3. Everyone needs a water bottle. National parks no longer sell bottled water. Instead they have watering stations where you can fill up your own bottle.  We also filled ours at gas station stops.
 
4. Books-on-tape make for fun long driving days.  Even now that we are back, and she is no longer being forced to sit in the car for endless hours, my daughter is still listening to stories from the Percy Jackson series. Though we had many authors to choose from, Rick Riordon was the only one we consistently stuck with, because the books are fast-moving and enlightening. For example, while listening to The Red Pyramid, I learned about the Ancient Greek gods, the eternal fight of order and chaos, and discovered –in addition to earth, wind, water, and fire– cheese is considered one of the classic elements. It is no wonder I like this guy, he and I think alike.
 
5. Go off the beaten path when you can. When looking for a campsite, we pulled into Fremont Indian State Park in Utah, which is in a gorgeous canyon surrounded by nothing. We were greeted by the haunting sound of Native American flute music echoing through the air. I suspect our park host, who was playing the music, was politely notifying our family that fighting children disrupted the parks calming ambiance. Regardless, it was amazing. So was that night, with a million stars shining on us.
 
6. Be prepared for unexpected incidental costs and personal reveals. Ours included a loss of glasses from capsizing a Sunfish on a windy day in Lake George, NY. During this experience, my daughter heard me engage a whole host of vocabulary words she had never heard me use before.

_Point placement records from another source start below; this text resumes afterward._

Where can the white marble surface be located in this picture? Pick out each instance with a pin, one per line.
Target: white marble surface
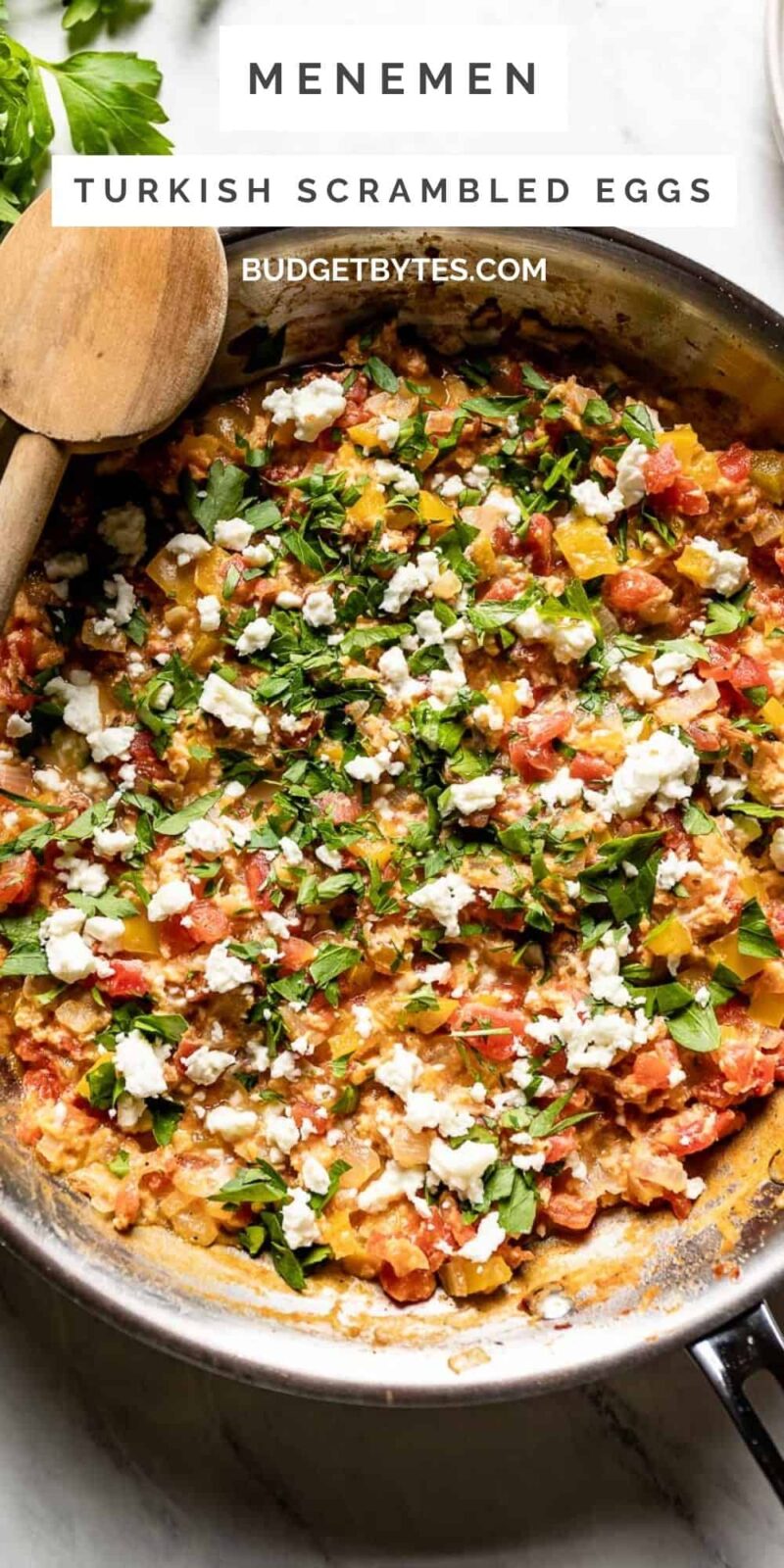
(110, 1452)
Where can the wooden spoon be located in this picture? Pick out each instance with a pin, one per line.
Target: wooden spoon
(106, 336)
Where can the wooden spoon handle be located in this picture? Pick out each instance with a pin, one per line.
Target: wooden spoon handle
(27, 490)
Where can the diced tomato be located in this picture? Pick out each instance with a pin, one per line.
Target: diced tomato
(145, 758)
(538, 543)
(416, 1286)
(587, 767)
(127, 979)
(530, 749)
(694, 1129)
(43, 1082)
(18, 878)
(491, 1031)
(705, 739)
(775, 916)
(653, 1068)
(661, 469)
(355, 400)
(632, 588)
(502, 590)
(295, 954)
(569, 1211)
(336, 807)
(559, 1147)
(684, 496)
(736, 463)
(208, 924)
(18, 662)
(256, 878)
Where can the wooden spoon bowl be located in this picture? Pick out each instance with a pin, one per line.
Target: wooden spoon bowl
(106, 336)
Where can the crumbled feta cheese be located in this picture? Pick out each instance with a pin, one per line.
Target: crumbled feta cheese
(629, 477)
(290, 852)
(106, 930)
(595, 504)
(65, 566)
(68, 956)
(232, 706)
(313, 407)
(223, 971)
(82, 875)
(388, 430)
(82, 702)
(365, 1021)
(232, 533)
(562, 789)
(112, 742)
(298, 1220)
(124, 530)
(444, 899)
(480, 794)
(463, 1168)
(504, 506)
(568, 637)
(318, 609)
(188, 546)
(281, 1131)
(392, 1184)
(314, 1175)
(206, 838)
(639, 681)
(231, 1121)
(670, 665)
(206, 1065)
(661, 767)
(671, 869)
(112, 843)
(141, 1063)
(725, 791)
(402, 480)
(776, 849)
(400, 1071)
(170, 899)
(209, 609)
(485, 1243)
(256, 635)
(726, 569)
(604, 971)
(397, 682)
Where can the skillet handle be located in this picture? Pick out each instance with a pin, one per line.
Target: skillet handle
(752, 1343)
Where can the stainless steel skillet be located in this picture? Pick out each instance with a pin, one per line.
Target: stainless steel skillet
(639, 1285)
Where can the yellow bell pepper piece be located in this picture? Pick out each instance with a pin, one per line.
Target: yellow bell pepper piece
(670, 940)
(773, 713)
(341, 1236)
(726, 953)
(433, 510)
(587, 549)
(211, 571)
(767, 1007)
(483, 556)
(365, 436)
(430, 1019)
(140, 937)
(368, 507)
(697, 564)
(462, 1277)
(177, 582)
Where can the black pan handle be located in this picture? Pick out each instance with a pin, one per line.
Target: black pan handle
(752, 1343)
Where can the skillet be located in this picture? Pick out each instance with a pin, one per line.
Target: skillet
(639, 1283)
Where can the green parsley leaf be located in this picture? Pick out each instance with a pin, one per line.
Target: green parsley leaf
(755, 937)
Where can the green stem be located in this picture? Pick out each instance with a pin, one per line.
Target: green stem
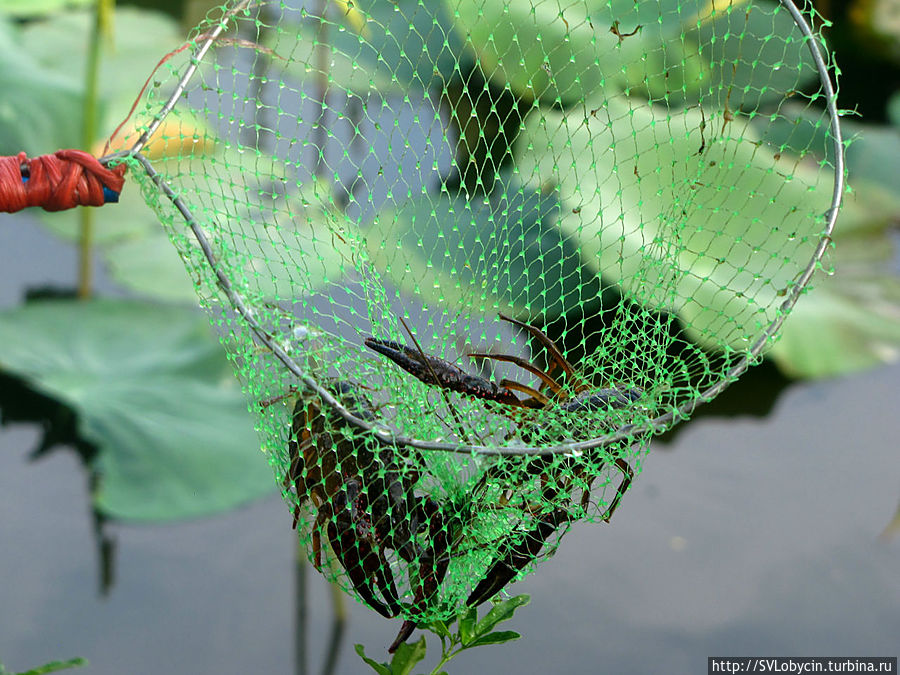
(103, 15)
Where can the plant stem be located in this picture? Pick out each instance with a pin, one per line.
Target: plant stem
(103, 14)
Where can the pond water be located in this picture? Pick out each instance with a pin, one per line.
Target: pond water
(743, 535)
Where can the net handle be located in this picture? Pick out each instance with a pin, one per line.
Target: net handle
(627, 433)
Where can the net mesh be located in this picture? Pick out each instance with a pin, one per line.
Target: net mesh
(469, 256)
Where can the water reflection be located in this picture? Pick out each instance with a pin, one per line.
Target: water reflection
(753, 536)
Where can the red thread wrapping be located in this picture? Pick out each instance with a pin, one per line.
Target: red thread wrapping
(63, 180)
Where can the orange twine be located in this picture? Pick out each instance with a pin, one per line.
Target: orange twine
(63, 180)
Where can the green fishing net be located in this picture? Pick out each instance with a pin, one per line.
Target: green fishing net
(469, 256)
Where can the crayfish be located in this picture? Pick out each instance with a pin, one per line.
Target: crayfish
(558, 476)
(365, 504)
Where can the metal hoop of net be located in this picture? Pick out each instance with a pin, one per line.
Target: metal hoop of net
(469, 256)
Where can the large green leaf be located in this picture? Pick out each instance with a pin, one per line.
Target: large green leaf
(154, 392)
(29, 9)
(368, 46)
(547, 51)
(717, 236)
(141, 38)
(39, 112)
(500, 251)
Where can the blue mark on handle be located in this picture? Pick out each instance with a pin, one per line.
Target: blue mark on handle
(109, 196)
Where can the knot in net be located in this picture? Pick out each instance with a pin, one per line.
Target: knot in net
(469, 256)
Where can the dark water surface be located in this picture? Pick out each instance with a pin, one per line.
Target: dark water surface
(743, 536)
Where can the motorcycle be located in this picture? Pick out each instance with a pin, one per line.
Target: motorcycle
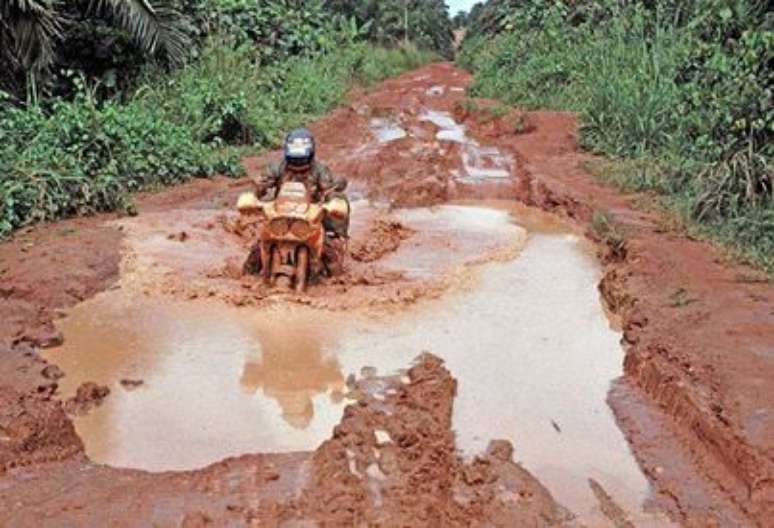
(293, 237)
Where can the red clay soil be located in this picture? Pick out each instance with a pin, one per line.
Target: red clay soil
(696, 401)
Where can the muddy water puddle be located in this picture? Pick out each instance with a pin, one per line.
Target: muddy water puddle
(479, 163)
(526, 338)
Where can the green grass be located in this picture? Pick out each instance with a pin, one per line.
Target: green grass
(83, 156)
(681, 111)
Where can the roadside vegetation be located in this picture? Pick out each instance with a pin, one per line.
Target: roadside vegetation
(101, 99)
(677, 94)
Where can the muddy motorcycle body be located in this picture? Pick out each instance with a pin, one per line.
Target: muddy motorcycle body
(293, 237)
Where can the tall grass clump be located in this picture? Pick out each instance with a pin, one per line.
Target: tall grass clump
(683, 88)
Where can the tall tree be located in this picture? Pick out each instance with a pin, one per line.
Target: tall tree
(31, 30)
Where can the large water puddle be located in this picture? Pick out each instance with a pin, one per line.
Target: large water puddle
(479, 163)
(526, 338)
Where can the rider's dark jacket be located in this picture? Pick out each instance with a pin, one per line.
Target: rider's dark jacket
(319, 180)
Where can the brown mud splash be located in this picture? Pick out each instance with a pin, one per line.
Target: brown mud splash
(390, 460)
(699, 418)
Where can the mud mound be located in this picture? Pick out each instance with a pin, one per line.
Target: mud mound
(88, 396)
(392, 460)
(383, 237)
(34, 429)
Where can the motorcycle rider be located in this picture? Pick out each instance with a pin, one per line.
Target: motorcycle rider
(299, 165)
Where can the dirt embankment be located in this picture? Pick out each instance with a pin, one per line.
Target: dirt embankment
(696, 401)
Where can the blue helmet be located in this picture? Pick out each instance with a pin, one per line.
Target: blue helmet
(299, 147)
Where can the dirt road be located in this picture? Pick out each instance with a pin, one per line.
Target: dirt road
(471, 238)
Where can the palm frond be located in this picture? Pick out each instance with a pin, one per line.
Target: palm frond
(154, 24)
(30, 29)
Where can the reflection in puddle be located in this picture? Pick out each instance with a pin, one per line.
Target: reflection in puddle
(292, 368)
(386, 130)
(218, 381)
(528, 342)
(435, 91)
(479, 163)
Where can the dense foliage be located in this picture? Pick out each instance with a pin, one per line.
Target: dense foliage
(685, 88)
(121, 118)
(424, 22)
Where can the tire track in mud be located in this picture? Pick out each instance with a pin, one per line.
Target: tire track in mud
(51, 267)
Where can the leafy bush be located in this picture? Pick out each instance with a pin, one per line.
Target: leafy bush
(81, 156)
(688, 84)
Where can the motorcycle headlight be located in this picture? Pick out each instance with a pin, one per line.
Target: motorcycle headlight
(301, 228)
(279, 227)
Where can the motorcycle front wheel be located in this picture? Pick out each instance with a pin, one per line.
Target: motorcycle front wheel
(302, 269)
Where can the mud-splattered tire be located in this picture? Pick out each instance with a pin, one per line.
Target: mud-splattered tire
(302, 269)
(276, 257)
(253, 265)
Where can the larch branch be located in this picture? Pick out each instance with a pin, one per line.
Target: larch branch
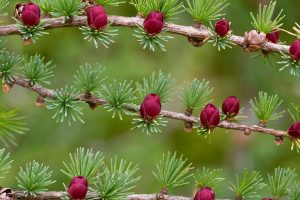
(45, 92)
(59, 195)
(133, 22)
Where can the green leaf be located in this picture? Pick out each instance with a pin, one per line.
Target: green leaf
(294, 112)
(109, 2)
(265, 107)
(172, 172)
(294, 192)
(297, 29)
(168, 7)
(118, 96)
(264, 21)
(157, 83)
(281, 181)
(45, 6)
(104, 36)
(204, 11)
(66, 105)
(34, 178)
(10, 125)
(248, 185)
(9, 63)
(36, 71)
(66, 8)
(5, 163)
(116, 181)
(89, 79)
(196, 94)
(208, 178)
(83, 163)
(151, 42)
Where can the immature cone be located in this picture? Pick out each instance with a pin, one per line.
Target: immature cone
(294, 130)
(78, 188)
(97, 17)
(205, 193)
(154, 23)
(254, 40)
(222, 27)
(150, 107)
(210, 116)
(273, 36)
(231, 106)
(295, 49)
(31, 14)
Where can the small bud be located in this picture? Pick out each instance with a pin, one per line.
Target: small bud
(154, 23)
(205, 193)
(150, 107)
(78, 188)
(40, 101)
(31, 14)
(295, 49)
(294, 130)
(222, 27)
(279, 140)
(273, 36)
(210, 116)
(97, 17)
(6, 87)
(254, 40)
(247, 132)
(231, 106)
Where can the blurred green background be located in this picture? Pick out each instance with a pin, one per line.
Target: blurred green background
(230, 72)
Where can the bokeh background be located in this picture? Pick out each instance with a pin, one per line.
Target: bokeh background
(230, 72)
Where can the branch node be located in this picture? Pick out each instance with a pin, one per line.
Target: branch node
(196, 42)
(188, 125)
(6, 87)
(40, 101)
(6, 194)
(254, 40)
(279, 140)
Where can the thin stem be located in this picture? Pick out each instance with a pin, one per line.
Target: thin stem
(59, 195)
(134, 22)
(167, 114)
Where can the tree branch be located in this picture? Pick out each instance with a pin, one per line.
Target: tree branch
(58, 195)
(133, 22)
(45, 92)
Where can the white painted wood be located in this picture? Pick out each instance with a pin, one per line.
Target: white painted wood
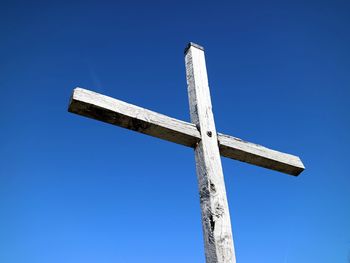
(216, 222)
(243, 151)
(100, 107)
(200, 135)
(107, 109)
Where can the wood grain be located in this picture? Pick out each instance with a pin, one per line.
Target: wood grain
(103, 108)
(216, 222)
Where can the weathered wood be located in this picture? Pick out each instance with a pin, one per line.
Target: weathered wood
(235, 148)
(100, 107)
(216, 222)
(113, 111)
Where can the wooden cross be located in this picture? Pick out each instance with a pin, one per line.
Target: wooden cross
(202, 136)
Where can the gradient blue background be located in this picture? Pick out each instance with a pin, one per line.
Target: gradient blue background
(77, 190)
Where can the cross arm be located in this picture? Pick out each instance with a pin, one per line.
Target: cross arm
(103, 108)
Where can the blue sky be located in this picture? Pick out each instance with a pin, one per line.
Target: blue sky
(77, 190)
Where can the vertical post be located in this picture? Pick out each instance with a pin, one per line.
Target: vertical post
(216, 222)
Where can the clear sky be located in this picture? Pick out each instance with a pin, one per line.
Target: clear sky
(77, 190)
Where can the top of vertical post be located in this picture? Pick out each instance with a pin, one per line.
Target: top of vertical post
(191, 44)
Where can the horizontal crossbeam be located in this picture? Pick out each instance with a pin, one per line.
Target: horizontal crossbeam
(103, 108)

Also lost were contacts, a tent rainfly (it got thrown out – don’t ask), and there is a phone charger still stuck in the Stratosphere in Las Vegas. 
 
7. If going through Las Vegas with children, be prepared to explain a lot of things you normally can avoid talking about – especially if your children can read. Actually scratch that: if your children can see, they are going to be exposed to things normally found on certain internet websites and in magazines sold in tinted plastic covers.
 
8. If you’re camping, and there is an option for a tent-only section, take it. The generators and fumes from large campers are noisy and nasty. So is the envy you may experience when a camper the size of an 18-wheeler pulls up next to you and sets itself up in less than 5 minutes, while you are pulling your hair out because the tent poles really don’t fit that well in the small sleeves and grommets.
 
9. Joyfully give up all sense of control. Trust me when I tell you that this must be a conscious choice on your part. If you don’t give up control, then every day is going to be a challenge and a fight between chaos and order. To give you an idea, it took us from about 6:30am to 10:00 to eat breakfast, break down camp, and pack the car. That is 3.5 hours for what should take normal adults about an hour, and I wasn’t cooking bacon. We were eating just-add-water oatmeal or cereal and milk. Giving up control helped quiet Attila who was itching for action.
 
10. Once back, allow for a few days of reintegration. You will especially need time for naps because your brain won’t function in society for a few days. 
 
Again, I can’t recommend this experience enough. All in all, the trip was totally worth it.  Now I just have to convince my children to have as much confidence in themselves and I have in them. Who wants to help with dinner!?!